I have learned so much from your discussion on perspective. I've been taught to draw what I see and measure, measure, measure - but I never had proper training about perspective. Now I have something I can use at home with the landscapes I painted the last two days. I think the roof lines are correct, but I'll have to go check it out.

Thanks.

Barb

jackiesimmonds
11-15-2002, 12:43 PM
bnoonan - your teachers are right, measuring is terribly important, because if the porportions are wrong, then even if the perspective lines are right, the picture will look amateurish.

Perspective rules should be used to CHECK stuff, once you have all your shapes in place. Then, you simply use the rules to make sure that your parallel lines, going away in space, DO actually meet at a vanishing point.

Roofs can be tricky in this respect, because the houses might not all be built on the same level, or there may be a curve in the road, or there may be a house "turning a corner", as it were.
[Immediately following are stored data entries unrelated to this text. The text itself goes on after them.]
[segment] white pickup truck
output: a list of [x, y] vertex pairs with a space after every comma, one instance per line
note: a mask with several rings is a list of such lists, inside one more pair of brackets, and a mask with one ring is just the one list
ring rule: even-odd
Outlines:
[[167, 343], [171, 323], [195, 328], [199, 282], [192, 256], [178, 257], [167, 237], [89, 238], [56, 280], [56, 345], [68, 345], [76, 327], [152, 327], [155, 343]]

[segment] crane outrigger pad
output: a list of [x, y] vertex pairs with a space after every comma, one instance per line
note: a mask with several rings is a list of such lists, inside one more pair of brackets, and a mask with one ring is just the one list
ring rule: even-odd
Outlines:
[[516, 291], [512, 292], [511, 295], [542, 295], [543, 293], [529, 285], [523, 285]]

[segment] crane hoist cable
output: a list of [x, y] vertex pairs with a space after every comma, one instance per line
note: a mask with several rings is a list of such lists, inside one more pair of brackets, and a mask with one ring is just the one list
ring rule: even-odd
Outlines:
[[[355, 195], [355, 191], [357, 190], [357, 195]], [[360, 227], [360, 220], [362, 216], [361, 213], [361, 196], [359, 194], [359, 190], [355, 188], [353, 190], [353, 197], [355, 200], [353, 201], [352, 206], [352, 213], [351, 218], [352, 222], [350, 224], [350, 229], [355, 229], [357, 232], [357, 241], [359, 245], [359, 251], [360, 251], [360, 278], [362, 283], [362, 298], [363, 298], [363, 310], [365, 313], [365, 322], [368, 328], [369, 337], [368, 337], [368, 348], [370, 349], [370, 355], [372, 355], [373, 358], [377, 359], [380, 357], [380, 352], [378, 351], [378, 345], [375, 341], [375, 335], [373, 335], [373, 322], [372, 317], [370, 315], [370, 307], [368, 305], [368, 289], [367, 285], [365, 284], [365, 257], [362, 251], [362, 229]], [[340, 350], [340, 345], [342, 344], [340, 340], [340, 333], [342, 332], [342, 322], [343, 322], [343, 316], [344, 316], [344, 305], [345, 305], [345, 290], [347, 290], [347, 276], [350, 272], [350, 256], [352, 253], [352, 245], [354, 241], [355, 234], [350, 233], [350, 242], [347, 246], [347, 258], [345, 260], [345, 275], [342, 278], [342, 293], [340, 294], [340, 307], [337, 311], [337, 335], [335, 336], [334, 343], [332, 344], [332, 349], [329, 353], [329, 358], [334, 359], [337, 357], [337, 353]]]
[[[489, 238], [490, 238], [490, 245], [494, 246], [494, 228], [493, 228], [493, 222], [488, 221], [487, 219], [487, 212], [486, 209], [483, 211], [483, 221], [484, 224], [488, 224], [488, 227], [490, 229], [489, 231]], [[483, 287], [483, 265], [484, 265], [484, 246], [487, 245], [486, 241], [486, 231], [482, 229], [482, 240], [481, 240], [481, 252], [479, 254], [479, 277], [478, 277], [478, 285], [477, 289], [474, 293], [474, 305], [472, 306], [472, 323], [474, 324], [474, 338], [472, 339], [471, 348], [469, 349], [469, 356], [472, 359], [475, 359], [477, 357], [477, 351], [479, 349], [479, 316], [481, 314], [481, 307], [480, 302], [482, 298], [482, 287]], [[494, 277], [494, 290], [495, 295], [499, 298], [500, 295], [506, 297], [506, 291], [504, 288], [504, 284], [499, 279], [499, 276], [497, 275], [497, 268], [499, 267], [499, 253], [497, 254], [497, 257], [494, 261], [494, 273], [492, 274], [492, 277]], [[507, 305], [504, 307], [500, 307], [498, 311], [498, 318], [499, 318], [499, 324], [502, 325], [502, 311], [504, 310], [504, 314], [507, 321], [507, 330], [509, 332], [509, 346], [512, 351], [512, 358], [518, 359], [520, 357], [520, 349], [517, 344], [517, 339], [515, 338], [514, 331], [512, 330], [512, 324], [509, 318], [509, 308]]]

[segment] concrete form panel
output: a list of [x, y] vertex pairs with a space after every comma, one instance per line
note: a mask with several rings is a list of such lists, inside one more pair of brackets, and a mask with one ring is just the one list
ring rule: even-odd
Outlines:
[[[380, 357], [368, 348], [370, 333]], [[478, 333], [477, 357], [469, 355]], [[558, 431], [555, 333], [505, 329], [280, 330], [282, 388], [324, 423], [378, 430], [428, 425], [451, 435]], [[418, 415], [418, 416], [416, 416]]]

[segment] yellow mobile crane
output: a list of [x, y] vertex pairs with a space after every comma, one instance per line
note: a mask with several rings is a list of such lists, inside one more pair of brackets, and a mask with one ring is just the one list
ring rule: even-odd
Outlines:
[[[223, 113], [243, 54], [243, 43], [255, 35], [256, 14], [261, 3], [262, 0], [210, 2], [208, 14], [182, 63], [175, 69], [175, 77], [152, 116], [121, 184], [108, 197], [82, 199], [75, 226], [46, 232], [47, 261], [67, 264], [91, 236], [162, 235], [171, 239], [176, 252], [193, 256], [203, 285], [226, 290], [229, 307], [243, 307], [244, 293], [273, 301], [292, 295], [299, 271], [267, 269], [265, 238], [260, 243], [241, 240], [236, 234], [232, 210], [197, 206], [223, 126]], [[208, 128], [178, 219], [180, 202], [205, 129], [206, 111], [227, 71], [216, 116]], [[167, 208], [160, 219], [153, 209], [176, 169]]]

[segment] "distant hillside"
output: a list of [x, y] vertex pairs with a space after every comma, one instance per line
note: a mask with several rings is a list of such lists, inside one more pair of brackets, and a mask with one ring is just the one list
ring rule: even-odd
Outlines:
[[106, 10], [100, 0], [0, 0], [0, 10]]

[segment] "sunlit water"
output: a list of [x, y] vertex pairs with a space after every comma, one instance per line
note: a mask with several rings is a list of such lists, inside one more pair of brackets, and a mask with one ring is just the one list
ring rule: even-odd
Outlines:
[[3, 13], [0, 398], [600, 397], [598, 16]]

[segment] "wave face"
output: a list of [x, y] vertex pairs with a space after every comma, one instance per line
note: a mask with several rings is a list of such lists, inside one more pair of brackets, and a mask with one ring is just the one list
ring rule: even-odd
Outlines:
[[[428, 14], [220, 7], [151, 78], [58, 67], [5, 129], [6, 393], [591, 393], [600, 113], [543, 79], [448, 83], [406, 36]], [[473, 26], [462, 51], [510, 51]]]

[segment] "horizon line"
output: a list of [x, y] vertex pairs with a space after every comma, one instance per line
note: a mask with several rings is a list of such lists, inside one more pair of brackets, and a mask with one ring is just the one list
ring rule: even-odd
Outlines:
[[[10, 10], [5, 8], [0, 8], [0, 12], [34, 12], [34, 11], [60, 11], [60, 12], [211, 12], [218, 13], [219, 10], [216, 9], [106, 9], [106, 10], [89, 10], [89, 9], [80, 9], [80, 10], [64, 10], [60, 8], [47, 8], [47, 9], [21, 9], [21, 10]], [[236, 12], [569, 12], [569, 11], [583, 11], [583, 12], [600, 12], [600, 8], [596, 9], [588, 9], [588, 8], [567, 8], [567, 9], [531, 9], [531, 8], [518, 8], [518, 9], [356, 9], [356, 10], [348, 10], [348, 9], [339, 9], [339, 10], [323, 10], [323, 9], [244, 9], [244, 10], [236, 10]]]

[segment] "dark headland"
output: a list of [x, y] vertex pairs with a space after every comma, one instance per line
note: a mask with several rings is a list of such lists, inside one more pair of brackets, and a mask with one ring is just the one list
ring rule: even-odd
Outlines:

Perspective rules are easy to follow when YOU KNOW the lines HAVE to be parallel with each other, like the top and bottom of a window, or the top and bottom of a door. Roofs are there to break all the rules and fool you!!

Jackie

gnu
11-15-2002, 01:33 PM
just a thought on composition...it looks pretty good also cropped on the right, with mostly just the headight onwards showing on the red front car..
I love the colour interest here, and interest with the other cars....

Luvy
11-15-2002, 02:11 PM
I wouldn't even attempt something like this LOL Great colors. I'm off to an old car show tomorrow. Maybe I Should take some pictures TO LOOK AT LOL Cause no way would I try one LOL

MarshaSavage
11-16-2002, 05:48 AM
Boonan - glad you are enjoying the conversation. We all learn, even when we don't realize it, from the conversations created here. Jackie gives wonderful advice -- and in a very positive way!

Gnu -- a couple of people have been concerned about the raised cover - wondering what it was -- and you might be right about cropping it off and just showing the headlight and a small portion of the grill, etc.

Luvy - take a lot of pictures and then do some paintings, sketches, or whatever from them. What have you got to lose? I was a little intimidated by the cars for years and would not try them. Seems crazy when I try people, houses, buildings of all kinds -- why not cars? I took over 100 pictures at this particular car show, some such as you see here and some very close up detail shots of headlights, side panels, back ends, etc. I can't wait now to try many more paintings, I am inspired and intrigued right now with them. You might be too, if you will just give that first one a go!

Thanks for all the advice from everyone -- and if there is any more out there, I'll be glad to hear it!